Au cours de nos trois jours d'exploration du village, nous avons passé une nuit dans un hôtel qui avait connu des jours meilleurs à Bhuj et une nuit au Shaam-E-Sarhad Village Resort à Hodka, un village avec un hôtel détenu et exploité par une tribu. Les chambres sont en fait des huttes de terre traditionnelles et des tentes écologiques qui ont été mises à jour avec des équipements modernes, y compris des salles de bains privatives. Les huttes et les tentes présentent les miroirs détaillés que nous avons vus dans les maisons des gens, ainsi que des textiles brillants et de la poterie Khavda.

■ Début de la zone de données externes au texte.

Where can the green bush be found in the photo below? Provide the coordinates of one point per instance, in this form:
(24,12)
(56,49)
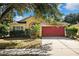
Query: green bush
(17,33)
(28,33)
(71,32)
(35,31)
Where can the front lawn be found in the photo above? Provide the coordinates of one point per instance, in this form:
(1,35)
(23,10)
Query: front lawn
(19,43)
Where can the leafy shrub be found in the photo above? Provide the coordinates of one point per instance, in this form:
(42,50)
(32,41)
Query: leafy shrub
(71,32)
(3,31)
(17,33)
(28,33)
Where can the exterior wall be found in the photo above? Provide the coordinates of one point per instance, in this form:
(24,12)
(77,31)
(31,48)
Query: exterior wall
(49,31)
(28,23)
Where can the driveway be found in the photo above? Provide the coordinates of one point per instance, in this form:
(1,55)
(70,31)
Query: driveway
(61,46)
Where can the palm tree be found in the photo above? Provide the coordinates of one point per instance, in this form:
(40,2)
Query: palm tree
(44,10)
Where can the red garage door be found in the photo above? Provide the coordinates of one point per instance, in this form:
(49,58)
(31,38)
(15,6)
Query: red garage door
(52,31)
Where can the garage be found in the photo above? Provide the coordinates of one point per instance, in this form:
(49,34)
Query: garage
(53,31)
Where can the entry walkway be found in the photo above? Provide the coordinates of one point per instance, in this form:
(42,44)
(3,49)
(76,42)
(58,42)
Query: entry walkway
(61,46)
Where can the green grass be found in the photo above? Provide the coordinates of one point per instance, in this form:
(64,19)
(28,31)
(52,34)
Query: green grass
(19,43)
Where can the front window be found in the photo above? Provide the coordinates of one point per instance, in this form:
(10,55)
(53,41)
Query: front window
(17,27)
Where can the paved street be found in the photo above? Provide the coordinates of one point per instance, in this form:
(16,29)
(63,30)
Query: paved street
(62,46)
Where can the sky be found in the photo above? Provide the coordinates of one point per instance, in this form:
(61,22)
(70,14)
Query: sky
(65,9)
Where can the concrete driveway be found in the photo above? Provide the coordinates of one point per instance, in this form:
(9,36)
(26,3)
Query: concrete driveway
(61,46)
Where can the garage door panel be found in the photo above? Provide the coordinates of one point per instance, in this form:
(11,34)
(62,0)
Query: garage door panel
(53,31)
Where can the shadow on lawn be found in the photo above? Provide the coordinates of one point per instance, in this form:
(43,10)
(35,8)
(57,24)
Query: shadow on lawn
(64,38)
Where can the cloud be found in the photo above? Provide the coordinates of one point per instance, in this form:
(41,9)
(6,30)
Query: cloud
(72,6)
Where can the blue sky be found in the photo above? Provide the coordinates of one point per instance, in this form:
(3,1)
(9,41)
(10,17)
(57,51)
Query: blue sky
(65,9)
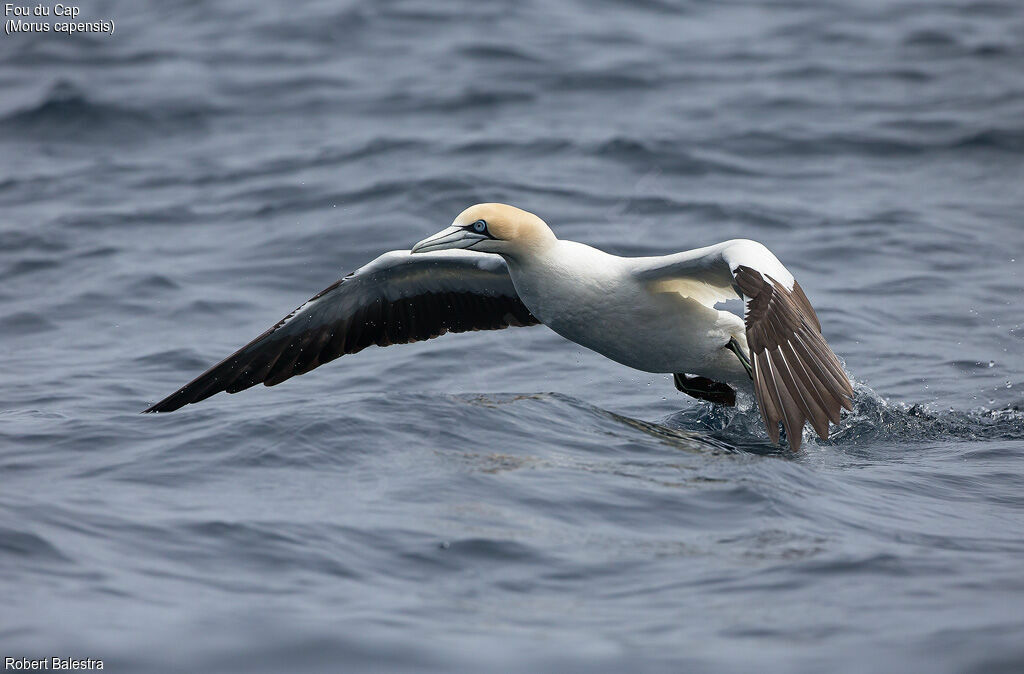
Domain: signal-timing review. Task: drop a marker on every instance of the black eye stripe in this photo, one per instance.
(480, 227)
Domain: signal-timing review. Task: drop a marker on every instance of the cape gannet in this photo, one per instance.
(498, 266)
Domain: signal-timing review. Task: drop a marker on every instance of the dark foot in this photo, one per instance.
(706, 389)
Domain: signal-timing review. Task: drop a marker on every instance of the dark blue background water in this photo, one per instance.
(508, 501)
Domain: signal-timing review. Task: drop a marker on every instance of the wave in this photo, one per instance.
(66, 113)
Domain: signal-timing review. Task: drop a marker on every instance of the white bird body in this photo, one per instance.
(596, 300)
(656, 314)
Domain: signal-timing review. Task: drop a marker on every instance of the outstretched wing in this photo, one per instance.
(396, 299)
(797, 377)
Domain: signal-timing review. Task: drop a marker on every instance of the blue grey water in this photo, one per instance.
(507, 501)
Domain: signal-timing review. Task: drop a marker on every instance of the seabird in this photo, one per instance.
(498, 266)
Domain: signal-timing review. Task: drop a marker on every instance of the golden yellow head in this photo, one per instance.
(492, 228)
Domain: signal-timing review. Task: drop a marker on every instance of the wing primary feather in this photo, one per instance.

Lors de notre dernière soirée à Hodka, après avoir mangé un buffet de cuisine locale dans la tente à manger en plein air de l'hôtel, nous nous sommes réunis avec quelques autres invités autour d'un feu de joie pendant que des musiciens jouaient de la musique locale. En pensant à tout l'art que nous avions vu, il m'est venu à l'esprit qu'aucune de ces choses n'était susceptible d'en faire un musée. Mais cela ne le rendait pas pour autant moins beau, moins impressionnant, moins authentique, ni moins digne d'être appelé art. Il peut être facile de reléguer notre vision de l'art aux musées et aux galeries et de mépriser les choses simplement étiquetées « artisanat ». Mais nous voyons rarement de l'art véritable être réalisé avec des matériaux aussi simples, en utilisant des méthodes transmises depuis des centaines d'années entre les membres de la famille, créant des choses aussi belles que tout ce qui est accroché au mur d'une galerie.